ITALY’S budget is back on the table in Brussels with eurozone’s finance ministers meeting again to discuss national draft budgets for next year

The cash-strapped country’s proposals have already been rejected by the EU because it fails to lower massive public debt but the government then refused to make changes to prevent a disciplinary procedure that could eventually lead to fines. Both sides have softened previously hardline rhetoric, reassuring financial markets and leading to a fall in Italy’s borrowing costs. But experts believe the EU will likely push for its fiscal rules to be honoured by Italy to the letter.

Prime Minister Giuseppe Conte said a compromise was in everyone’s interests and was optimistic a deal could be struck with the European Commission.

Mr Conte gave no details but said aspects discussed included ways some budget measures could be strengthened to improve Italy’s faltering economic growth prospects.

He said: “Italy does not stand against Europe.
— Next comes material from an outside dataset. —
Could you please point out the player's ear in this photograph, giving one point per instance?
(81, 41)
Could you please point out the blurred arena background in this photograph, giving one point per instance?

An infringement procedure is not appropriate neither for Italy nor for Europe.

Mr Conte insisted Rome and Brussels are close to “setting out what could be the final solution.”

He said: “We make more progress at every meeting we have.

“We are looking at points that could be the basis for a possible solution.”

La Republica newspaper reported Mr Conte was meeting deputies Matteo Salvini and Luigi Di Maio today discuss a reduction of the 2.4 percent deficit target to somewhere closer to 2.0 percent

And League economic spokesman Claudio Borghi said money set aside for a measure to reduce the retirement age next year may be more than is actually needed and could be used to balance the books after any budget revision.

Italian Prime Minsiter Giuseppe Conte hopes to thrash out a budget compromise (Image: GETTY)

He said: ”Whether we use these savings to lower the deficit or for other investments is a political decision the government will take with the Commission.”

Senior League politican Alberto Bagnai said the European Commission appeared less hostile to Italy and that rioting in Paris over the weekend is also likely encourage it to seek compromise rather than confrontation.

He said: “If we see the discontent that there is in France, these are things that change the climate.”

European Commission vice president Valdis Dombrovskis said Italy’s budget still needed substantial adjustments but acknowledged the commission was open to dialogue.

The Italian parliament begins voting on the budget this week with Mr Conte expected to tell members it is needed to prevent a chronically sluggish economy from tipping into another recession.